Community steps in to help family with epilepsy

| Pharie Sefali
Siphokazi Rululu and her father, Ayanda Qhara. Picture by Pharie Sefali.

Residents in Khayelitsha came out in their numbers at the weekend to celebrate the donation of a wheelchair and food parcel to a father and daughter who have epilepsy.

Residents and community leaders marched in the streets of Site C on 10 August , singing songs celebrating Women’s Month and showing unity against poverty in the area.

Among the marchers were members of organisations including the ANC Women’s League, Ses’Khona and SANCO.

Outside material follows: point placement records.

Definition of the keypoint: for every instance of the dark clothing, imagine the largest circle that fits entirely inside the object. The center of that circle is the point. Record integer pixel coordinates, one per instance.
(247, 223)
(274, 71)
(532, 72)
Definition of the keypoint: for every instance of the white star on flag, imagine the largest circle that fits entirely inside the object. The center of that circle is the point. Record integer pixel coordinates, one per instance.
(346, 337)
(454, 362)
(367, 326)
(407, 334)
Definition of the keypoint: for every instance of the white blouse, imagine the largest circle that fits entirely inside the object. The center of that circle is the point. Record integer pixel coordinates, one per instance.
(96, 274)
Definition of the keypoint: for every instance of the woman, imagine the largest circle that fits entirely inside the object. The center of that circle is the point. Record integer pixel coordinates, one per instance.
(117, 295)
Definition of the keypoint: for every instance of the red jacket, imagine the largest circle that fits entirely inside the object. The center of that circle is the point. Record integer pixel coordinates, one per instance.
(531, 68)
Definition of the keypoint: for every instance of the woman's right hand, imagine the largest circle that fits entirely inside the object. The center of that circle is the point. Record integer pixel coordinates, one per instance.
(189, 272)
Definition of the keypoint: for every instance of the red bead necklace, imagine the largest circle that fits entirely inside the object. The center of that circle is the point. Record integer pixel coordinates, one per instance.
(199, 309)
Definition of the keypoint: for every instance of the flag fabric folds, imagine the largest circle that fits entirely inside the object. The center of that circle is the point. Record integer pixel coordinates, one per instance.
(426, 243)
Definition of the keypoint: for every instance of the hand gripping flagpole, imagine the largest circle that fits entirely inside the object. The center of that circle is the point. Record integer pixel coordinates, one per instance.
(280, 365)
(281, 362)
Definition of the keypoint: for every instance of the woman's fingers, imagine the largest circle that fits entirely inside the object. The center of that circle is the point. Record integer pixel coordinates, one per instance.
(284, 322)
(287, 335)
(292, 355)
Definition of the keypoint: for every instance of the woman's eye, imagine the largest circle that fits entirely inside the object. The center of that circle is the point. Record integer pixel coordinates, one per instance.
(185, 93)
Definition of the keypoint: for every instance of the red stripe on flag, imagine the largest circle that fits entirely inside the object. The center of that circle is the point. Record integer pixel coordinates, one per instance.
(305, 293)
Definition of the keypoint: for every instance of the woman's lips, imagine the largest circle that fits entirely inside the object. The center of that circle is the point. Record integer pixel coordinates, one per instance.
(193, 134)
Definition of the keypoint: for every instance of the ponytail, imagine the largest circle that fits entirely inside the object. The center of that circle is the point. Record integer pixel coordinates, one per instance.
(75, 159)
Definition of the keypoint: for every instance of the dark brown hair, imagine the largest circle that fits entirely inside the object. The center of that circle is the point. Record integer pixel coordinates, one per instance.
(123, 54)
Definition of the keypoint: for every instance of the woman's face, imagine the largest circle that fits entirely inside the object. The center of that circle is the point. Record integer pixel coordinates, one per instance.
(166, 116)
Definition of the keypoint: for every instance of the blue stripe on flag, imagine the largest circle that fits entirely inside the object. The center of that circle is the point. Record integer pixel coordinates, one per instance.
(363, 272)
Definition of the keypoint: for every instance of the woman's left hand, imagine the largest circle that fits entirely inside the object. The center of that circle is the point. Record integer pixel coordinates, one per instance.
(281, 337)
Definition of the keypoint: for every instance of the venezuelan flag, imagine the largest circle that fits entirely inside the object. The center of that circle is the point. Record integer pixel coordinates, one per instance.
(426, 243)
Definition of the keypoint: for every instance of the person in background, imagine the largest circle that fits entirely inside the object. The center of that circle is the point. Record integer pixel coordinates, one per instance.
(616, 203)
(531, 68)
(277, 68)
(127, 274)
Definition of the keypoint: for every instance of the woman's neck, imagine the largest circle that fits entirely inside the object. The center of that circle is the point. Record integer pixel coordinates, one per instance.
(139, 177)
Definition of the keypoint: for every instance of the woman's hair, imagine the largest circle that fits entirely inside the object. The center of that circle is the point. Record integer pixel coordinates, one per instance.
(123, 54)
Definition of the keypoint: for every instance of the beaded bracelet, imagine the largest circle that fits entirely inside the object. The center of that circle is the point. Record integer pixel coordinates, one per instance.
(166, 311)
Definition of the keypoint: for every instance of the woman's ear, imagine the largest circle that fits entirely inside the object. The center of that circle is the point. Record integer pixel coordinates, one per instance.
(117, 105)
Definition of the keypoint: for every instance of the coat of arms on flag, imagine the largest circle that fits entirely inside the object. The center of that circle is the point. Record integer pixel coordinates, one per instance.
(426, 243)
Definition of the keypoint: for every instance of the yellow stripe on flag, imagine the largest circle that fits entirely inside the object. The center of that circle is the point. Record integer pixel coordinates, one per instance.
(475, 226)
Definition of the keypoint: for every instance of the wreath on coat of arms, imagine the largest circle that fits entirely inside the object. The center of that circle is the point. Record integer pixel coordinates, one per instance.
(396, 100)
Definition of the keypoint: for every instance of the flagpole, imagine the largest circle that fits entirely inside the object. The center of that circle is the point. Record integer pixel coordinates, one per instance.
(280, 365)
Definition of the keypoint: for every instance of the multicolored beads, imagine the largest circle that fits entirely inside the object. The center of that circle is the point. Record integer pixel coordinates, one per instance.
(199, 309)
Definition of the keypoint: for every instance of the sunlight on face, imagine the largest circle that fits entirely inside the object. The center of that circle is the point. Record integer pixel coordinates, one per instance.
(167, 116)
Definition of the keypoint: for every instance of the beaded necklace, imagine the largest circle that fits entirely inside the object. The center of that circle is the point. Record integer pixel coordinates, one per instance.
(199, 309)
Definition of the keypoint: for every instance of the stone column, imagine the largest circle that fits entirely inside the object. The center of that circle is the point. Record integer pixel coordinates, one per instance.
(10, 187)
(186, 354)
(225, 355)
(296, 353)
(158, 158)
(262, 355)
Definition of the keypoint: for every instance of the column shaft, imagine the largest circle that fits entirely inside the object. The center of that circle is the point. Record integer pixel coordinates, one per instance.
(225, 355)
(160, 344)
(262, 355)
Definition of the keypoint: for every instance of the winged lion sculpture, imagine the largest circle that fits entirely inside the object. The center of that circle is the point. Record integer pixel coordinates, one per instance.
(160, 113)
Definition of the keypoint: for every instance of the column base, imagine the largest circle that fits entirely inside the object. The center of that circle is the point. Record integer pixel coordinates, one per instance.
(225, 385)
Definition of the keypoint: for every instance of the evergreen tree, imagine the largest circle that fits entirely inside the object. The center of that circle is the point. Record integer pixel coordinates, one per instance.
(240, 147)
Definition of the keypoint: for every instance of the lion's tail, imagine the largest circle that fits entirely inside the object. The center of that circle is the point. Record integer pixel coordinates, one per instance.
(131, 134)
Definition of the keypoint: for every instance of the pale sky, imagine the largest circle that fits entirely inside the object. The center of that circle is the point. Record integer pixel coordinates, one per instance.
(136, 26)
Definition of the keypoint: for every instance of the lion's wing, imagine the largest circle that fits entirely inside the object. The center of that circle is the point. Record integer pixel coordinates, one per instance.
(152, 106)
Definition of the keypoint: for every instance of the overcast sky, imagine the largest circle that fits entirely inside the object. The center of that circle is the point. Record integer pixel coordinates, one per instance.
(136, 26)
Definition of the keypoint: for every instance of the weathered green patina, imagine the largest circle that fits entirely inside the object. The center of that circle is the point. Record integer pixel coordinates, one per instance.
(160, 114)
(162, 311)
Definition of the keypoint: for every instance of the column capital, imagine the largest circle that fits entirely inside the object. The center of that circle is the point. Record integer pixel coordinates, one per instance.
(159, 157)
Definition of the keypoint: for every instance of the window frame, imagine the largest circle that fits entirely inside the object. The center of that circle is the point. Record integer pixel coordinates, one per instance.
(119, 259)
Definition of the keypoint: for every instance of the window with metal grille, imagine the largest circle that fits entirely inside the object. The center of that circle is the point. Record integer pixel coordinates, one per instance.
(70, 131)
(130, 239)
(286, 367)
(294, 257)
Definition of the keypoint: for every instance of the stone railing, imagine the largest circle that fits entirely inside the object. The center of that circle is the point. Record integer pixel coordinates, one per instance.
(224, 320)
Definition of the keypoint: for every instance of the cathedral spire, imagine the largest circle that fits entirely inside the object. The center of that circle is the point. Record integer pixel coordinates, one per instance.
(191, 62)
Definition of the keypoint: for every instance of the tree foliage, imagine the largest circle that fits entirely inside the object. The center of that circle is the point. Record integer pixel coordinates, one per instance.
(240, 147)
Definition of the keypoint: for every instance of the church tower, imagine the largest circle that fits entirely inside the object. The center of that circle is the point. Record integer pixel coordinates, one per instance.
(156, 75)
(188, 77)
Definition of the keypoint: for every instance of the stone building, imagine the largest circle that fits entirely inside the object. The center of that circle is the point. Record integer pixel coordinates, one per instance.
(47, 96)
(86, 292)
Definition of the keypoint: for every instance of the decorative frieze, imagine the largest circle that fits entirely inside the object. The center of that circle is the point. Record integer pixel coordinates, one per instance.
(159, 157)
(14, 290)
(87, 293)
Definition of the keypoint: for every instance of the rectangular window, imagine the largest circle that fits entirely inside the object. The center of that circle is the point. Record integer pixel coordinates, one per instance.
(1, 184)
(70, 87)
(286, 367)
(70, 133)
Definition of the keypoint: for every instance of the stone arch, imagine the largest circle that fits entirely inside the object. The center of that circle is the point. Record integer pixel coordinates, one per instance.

In June, GroundUp published the story of disabled 14-year-old Siphokazi Rululu and her father, Ayanda Qhara, who both suffer from chronic epilepsy.

Siphokazi’s mother leaves for work in a restaurant chain kitchen at 6am and returns at 7pm four days a week, leaving Siphokazi’s seven year old sister to take care of them.

Siphokazi and her father were very excited about the gifts. The teenager danced on top of the wheelchair as she was pushed around in it, clapping her hands.

“What is being done here is very unique and I do not have words to describe the happiness we feel as a family,” said Qhara’s sister, Nowandisile Nikani. “I wish all communities could stand together in unity and help each other. Now the family has hopes of having a brighter future.”

Xolani Dywili, one of the community leaders who initiated the donation, told GroundUp that the community could not just wait for government to do things for them.

“People in this community are suffering and if we wait for some government official to help us then we will wait forever and poverty will kill us,” he said.

“What we did here today is to show that this community is in unity and that the leaders in the community care about the wellbeing of its people. The family has been suffering for many years and we just had to do something about it,” said Dywili.

Dywili said the money to buy the wheelchair came from a local doctor who saw the need to help the family.

Vivian Zilo, the founder of a charity called Iliso Care Society, said the food parcels, which included samp, rice, flour, soaps and oil, were donated by Percy Fox Foundation through her organisation.

She said Iliso Care Society also ran a soup kitchen.

The community could not sit by and do nothing when a family was in need, she said.